One of the few conveniences of children “fresh from the oven” so to speak is that they are, for the most part, immobile lumps of screaming humanity. So while yes they may cry uncontrollably, sleep erratically, and have sticky tar-like explosions, you can pretty much leave them wherever you would like and when you come back moments (or days) later, they will be where you left them. This is perfect for those moments when you want to steal away to the bathroom, or pop in the kitchen for a snack, or jet to the aquarium store to pick up yet another goldfish to replace the one your cat inexplicably fished out and ate.
Things become mildly more complicated when your little one figures out how to roll over. This precludes several normal infant resting spots, including atop the refrigerator and on the window sill next to the pie that you baked. But again, for the most part, and with proper use of chocks and wedges, it is possible to get away for a few moments to shoo away the Mormons or place bets with your bookie.

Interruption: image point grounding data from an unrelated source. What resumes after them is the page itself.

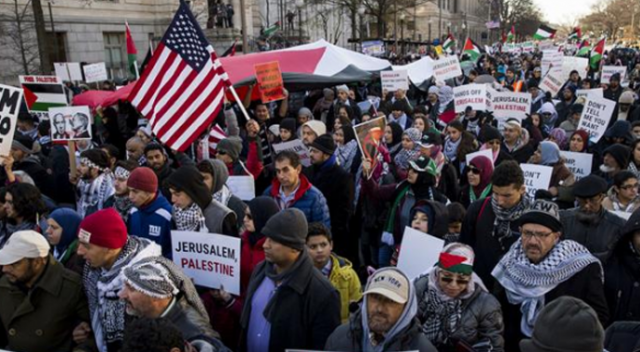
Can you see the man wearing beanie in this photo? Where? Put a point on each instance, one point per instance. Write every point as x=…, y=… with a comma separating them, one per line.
x=194, y=208
x=151, y=213
x=590, y=224
x=289, y=304
x=107, y=250
x=95, y=185
x=291, y=189
x=157, y=288
x=566, y=325
x=42, y=302
x=539, y=268
x=337, y=186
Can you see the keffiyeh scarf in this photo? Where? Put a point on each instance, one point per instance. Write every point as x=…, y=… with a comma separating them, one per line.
x=527, y=283
x=189, y=219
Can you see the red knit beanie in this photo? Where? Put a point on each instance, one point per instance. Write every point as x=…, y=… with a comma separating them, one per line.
x=103, y=228
x=143, y=179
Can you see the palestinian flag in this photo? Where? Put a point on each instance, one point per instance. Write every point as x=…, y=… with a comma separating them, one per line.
x=472, y=49
x=132, y=53
x=596, y=54
x=544, y=32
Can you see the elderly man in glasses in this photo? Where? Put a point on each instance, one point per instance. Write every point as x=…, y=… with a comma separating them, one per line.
x=541, y=267
x=590, y=224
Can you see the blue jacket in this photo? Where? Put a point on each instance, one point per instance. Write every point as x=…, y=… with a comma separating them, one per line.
x=307, y=199
x=153, y=222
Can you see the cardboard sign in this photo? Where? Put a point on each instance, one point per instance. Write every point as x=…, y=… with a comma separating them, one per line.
x=242, y=187
x=473, y=95
x=10, y=100
x=579, y=163
x=419, y=252
x=298, y=147
x=42, y=93
x=270, y=82
x=595, y=117
x=536, y=177
x=608, y=71
x=70, y=123
x=446, y=68
x=211, y=260
x=394, y=80
x=551, y=83
x=95, y=73
x=509, y=104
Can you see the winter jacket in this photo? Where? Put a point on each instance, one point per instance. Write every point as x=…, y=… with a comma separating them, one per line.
x=622, y=275
x=599, y=239
x=346, y=281
x=481, y=320
x=585, y=285
x=307, y=199
x=348, y=337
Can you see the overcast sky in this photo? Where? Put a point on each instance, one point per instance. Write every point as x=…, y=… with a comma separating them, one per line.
x=564, y=11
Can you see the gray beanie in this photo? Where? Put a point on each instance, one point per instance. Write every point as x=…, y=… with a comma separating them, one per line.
x=288, y=227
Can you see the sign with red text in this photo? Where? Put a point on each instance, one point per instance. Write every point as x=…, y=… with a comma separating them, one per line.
x=211, y=260
x=473, y=95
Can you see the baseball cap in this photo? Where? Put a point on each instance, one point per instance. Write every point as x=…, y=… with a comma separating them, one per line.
x=391, y=283
x=24, y=244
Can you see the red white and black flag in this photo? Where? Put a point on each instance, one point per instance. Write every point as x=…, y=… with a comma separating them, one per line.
x=182, y=89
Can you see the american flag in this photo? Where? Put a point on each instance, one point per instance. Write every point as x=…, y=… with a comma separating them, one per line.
x=182, y=89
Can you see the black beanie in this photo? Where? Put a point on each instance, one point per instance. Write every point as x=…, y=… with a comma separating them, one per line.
x=288, y=227
x=188, y=179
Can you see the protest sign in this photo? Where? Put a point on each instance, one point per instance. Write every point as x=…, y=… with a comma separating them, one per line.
x=418, y=253
x=394, y=80
x=608, y=71
x=296, y=146
x=509, y=104
x=211, y=260
x=95, y=72
x=473, y=95
x=10, y=100
x=551, y=83
x=42, y=93
x=243, y=187
x=446, y=68
x=487, y=152
x=70, y=123
x=590, y=93
x=579, y=163
x=270, y=82
x=68, y=71
x=595, y=117
x=536, y=177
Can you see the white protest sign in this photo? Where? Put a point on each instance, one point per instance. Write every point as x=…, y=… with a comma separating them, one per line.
x=419, y=252
x=579, y=163
x=298, y=147
x=211, y=260
x=608, y=71
x=536, y=177
x=394, y=80
x=509, y=104
x=68, y=71
x=551, y=83
x=95, y=73
x=473, y=95
x=446, y=68
x=10, y=100
x=487, y=152
x=595, y=117
x=597, y=93
x=242, y=187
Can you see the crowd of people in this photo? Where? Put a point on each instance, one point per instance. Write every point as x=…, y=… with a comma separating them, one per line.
x=87, y=257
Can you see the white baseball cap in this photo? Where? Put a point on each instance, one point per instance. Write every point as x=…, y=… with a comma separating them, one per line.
x=24, y=244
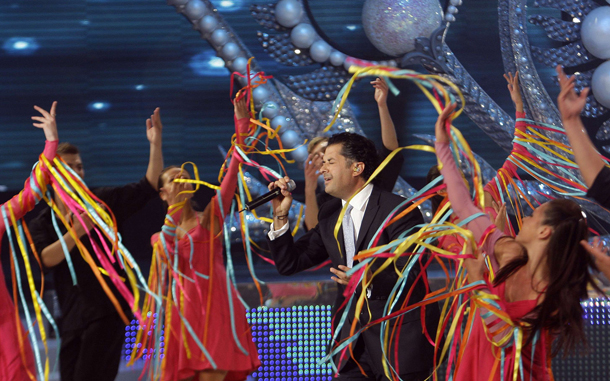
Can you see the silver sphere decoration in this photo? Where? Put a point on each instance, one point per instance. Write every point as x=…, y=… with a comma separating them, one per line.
x=300, y=154
x=230, y=51
x=393, y=25
x=320, y=51
x=240, y=65
x=337, y=58
x=290, y=138
x=195, y=9
x=288, y=13
x=208, y=24
x=270, y=109
x=260, y=95
x=600, y=84
x=303, y=35
x=595, y=32
x=220, y=37
x=279, y=121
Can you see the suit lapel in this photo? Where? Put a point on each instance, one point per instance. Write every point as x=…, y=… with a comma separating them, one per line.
x=337, y=255
x=369, y=217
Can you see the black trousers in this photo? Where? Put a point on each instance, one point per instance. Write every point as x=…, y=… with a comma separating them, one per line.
x=92, y=353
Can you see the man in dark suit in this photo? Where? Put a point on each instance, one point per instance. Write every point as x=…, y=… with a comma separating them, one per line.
x=349, y=161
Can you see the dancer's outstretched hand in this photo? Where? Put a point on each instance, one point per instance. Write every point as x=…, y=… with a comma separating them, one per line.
x=441, y=133
x=381, y=90
x=569, y=103
x=154, y=127
x=47, y=122
x=513, y=88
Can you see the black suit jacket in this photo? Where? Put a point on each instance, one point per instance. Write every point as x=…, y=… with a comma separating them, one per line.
x=319, y=244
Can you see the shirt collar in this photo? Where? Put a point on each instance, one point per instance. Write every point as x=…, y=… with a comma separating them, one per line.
x=360, y=199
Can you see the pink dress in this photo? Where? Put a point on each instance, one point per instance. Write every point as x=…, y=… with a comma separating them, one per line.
x=478, y=361
x=218, y=338
x=481, y=358
x=17, y=364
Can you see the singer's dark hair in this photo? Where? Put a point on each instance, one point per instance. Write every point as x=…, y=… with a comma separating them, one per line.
x=357, y=149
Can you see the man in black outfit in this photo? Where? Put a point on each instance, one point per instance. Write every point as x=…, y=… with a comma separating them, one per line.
x=92, y=333
x=349, y=161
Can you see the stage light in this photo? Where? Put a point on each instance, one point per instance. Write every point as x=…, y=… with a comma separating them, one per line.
x=20, y=46
x=98, y=106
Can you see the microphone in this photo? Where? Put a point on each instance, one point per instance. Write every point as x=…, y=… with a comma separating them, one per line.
x=260, y=200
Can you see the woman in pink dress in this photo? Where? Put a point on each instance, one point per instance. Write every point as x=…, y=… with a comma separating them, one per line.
x=16, y=356
x=541, y=275
x=210, y=304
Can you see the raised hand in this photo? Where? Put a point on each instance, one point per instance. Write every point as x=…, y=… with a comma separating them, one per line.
x=515, y=91
x=599, y=254
x=79, y=228
x=441, y=133
x=569, y=103
x=47, y=122
x=381, y=90
x=341, y=276
x=154, y=127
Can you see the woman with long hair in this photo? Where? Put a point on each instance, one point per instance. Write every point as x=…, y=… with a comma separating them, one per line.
x=16, y=356
x=204, y=310
x=536, y=282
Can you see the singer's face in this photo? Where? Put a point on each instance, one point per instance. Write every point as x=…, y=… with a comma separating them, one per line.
x=170, y=191
x=338, y=172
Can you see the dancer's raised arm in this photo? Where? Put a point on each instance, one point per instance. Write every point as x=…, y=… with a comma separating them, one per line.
x=462, y=204
x=26, y=199
x=570, y=106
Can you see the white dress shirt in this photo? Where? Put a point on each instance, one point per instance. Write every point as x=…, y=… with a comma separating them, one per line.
x=358, y=202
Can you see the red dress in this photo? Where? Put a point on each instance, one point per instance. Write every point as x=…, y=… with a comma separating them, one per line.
x=481, y=358
x=17, y=364
x=218, y=339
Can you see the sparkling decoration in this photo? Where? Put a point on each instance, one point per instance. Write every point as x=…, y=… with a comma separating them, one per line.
x=288, y=13
x=393, y=25
x=300, y=154
x=282, y=50
x=322, y=84
x=265, y=16
x=279, y=121
x=220, y=37
x=260, y=95
x=208, y=24
x=558, y=30
x=270, y=110
x=320, y=51
x=600, y=84
x=290, y=138
x=230, y=51
x=303, y=35
x=240, y=65
x=595, y=32
x=195, y=9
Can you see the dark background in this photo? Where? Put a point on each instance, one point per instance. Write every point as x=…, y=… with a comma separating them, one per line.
x=128, y=57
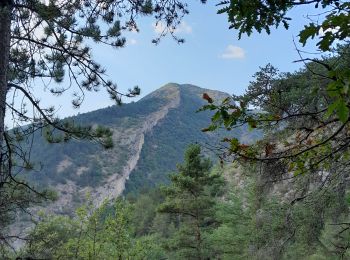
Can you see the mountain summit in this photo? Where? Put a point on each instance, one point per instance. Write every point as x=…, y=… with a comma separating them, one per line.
x=149, y=136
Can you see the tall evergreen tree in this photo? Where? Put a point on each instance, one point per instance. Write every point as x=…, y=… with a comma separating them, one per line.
x=192, y=198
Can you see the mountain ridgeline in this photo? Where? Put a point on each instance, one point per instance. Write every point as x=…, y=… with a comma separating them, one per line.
x=149, y=136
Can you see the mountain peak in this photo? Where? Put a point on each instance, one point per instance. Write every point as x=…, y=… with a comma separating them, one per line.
x=171, y=90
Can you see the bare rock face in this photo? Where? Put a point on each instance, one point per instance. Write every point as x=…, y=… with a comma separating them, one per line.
x=149, y=138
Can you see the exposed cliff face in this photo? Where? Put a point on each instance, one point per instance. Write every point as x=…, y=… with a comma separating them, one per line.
x=132, y=140
x=115, y=184
x=149, y=137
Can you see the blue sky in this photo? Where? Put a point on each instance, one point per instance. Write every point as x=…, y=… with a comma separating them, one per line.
x=211, y=57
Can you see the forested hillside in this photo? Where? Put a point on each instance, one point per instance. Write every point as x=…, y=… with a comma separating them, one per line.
x=246, y=209
x=162, y=123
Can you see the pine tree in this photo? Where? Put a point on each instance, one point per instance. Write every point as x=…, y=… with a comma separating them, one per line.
x=192, y=198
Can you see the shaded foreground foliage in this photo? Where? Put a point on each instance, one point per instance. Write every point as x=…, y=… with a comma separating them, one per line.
x=201, y=216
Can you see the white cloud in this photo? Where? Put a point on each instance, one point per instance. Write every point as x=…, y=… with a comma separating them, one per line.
x=322, y=32
x=183, y=27
x=233, y=52
x=132, y=41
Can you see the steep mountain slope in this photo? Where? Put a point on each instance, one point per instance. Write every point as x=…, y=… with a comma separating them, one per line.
x=149, y=139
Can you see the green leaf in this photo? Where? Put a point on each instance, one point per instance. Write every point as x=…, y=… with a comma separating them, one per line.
x=342, y=111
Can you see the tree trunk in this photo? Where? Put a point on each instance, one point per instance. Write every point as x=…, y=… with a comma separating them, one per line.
x=5, y=38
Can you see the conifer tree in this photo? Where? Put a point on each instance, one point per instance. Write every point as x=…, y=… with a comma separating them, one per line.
x=192, y=198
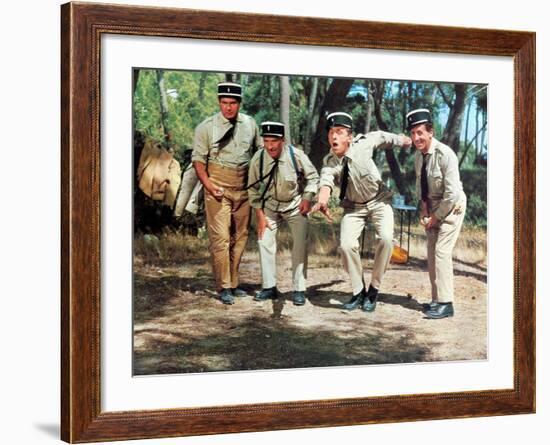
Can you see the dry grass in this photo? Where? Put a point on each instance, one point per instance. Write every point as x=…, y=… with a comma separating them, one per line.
x=173, y=247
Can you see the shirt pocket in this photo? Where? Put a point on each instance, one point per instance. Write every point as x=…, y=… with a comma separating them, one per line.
x=290, y=186
x=245, y=138
x=436, y=179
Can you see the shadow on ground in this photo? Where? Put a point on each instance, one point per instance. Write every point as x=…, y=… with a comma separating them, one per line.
x=270, y=343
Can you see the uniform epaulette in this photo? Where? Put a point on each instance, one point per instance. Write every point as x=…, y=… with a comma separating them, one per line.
x=326, y=158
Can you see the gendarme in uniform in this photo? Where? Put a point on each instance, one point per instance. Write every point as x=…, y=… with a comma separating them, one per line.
x=278, y=187
x=224, y=146
x=363, y=195
x=440, y=192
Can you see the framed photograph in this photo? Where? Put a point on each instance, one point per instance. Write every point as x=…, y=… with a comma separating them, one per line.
x=149, y=349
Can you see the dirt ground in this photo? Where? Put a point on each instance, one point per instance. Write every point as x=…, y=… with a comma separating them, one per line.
x=180, y=326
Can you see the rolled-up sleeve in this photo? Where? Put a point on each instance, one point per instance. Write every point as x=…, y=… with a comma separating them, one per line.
x=330, y=176
x=200, y=145
x=451, y=184
x=254, y=191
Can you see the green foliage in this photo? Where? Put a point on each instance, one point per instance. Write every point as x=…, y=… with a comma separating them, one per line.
x=192, y=97
x=474, y=182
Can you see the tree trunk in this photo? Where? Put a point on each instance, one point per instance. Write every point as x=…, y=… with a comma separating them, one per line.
x=451, y=135
x=202, y=82
x=310, y=110
x=368, y=112
x=335, y=99
x=466, y=130
x=135, y=79
x=163, y=107
x=378, y=93
x=284, y=105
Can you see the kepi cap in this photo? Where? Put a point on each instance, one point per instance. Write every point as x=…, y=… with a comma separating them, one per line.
x=417, y=117
x=229, y=89
x=274, y=129
x=339, y=119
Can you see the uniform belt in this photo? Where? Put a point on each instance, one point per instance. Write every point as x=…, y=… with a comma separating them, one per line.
x=382, y=194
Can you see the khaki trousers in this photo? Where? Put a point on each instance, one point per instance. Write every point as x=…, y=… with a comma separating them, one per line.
x=268, y=248
x=351, y=227
x=227, y=220
x=441, y=242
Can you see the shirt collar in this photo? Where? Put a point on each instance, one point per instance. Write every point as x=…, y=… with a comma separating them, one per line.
x=432, y=146
x=225, y=121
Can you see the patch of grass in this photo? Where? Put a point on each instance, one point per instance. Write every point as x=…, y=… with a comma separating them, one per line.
x=177, y=248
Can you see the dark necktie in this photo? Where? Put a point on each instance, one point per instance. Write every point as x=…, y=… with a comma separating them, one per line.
x=226, y=136
x=424, y=178
x=345, y=178
x=271, y=175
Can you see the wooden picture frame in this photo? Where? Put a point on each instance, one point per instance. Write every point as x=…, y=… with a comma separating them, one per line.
x=82, y=26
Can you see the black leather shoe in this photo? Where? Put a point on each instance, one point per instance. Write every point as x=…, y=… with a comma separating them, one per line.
x=441, y=310
x=369, y=305
x=266, y=294
x=429, y=306
x=299, y=298
x=355, y=302
x=226, y=296
x=238, y=292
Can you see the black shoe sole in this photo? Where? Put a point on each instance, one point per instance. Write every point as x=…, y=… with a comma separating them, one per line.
x=438, y=317
x=266, y=299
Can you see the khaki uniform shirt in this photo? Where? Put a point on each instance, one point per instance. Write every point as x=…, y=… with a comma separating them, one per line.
x=444, y=186
x=364, y=178
x=234, y=152
x=284, y=192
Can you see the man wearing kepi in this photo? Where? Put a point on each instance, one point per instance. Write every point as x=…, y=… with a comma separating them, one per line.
x=363, y=195
x=282, y=182
x=443, y=205
x=223, y=146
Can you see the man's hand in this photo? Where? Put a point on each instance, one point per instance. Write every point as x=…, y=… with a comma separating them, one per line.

But at some point, despite all of your attempts to dissuade the practice, the proverbial lightbulb will click in your child’s head, and things will suddenly, and irreversibly, change forever.
Yes friends, our little Justine has learned to crawl.
It was a slow but sure process with her, taking several weeks for her to put all the pieces together. In what anthropologists have informed us is a fairly radical evolutionary mutation, she actually learned to pull herself into a sitting position before she learned to crawl. That happened very suddenly, and we were both shocked to watch her do it. From there we assumed crawling would be a snap.
Instead she laboriously practiced each individual component of the crawl, figuring out optimal launch angles, head position, and thigh-leg force quotients. She started by assuming the “position,” the classic “all fours.” It took her awhile to get her legs untangled – for about a week she was doing a patented “all three and a half.” After she mastered that she’d go up into the launch, and then rock forward, and then back into a sitting position. She would do this over and over again, and Kim and I would both sit forward, anticipating that “this was it.” Eventually we stopped paying attention, me going back to my organizing my lint collection by color and material and Kim practicing her squirrel calls.
Finally, one day she lunged forward and made a few tentative crawls before the expected Maggie Simpson landed her face-first in the carpet. Unfazed, she’d continue this learning process until she finally figured it out. We helped her along by enticing her to crawl in different directions, whether it be by waving an iPhone, dropping a ball, or tethering one of the cats to her. Now, she’s a crawling master, undeterred from undertaking epic quests and crossing entire rooms to bag whatever quarry she may be after. You know what this means.
Time to lock up the liquor cabinet. And EVERYTHING else.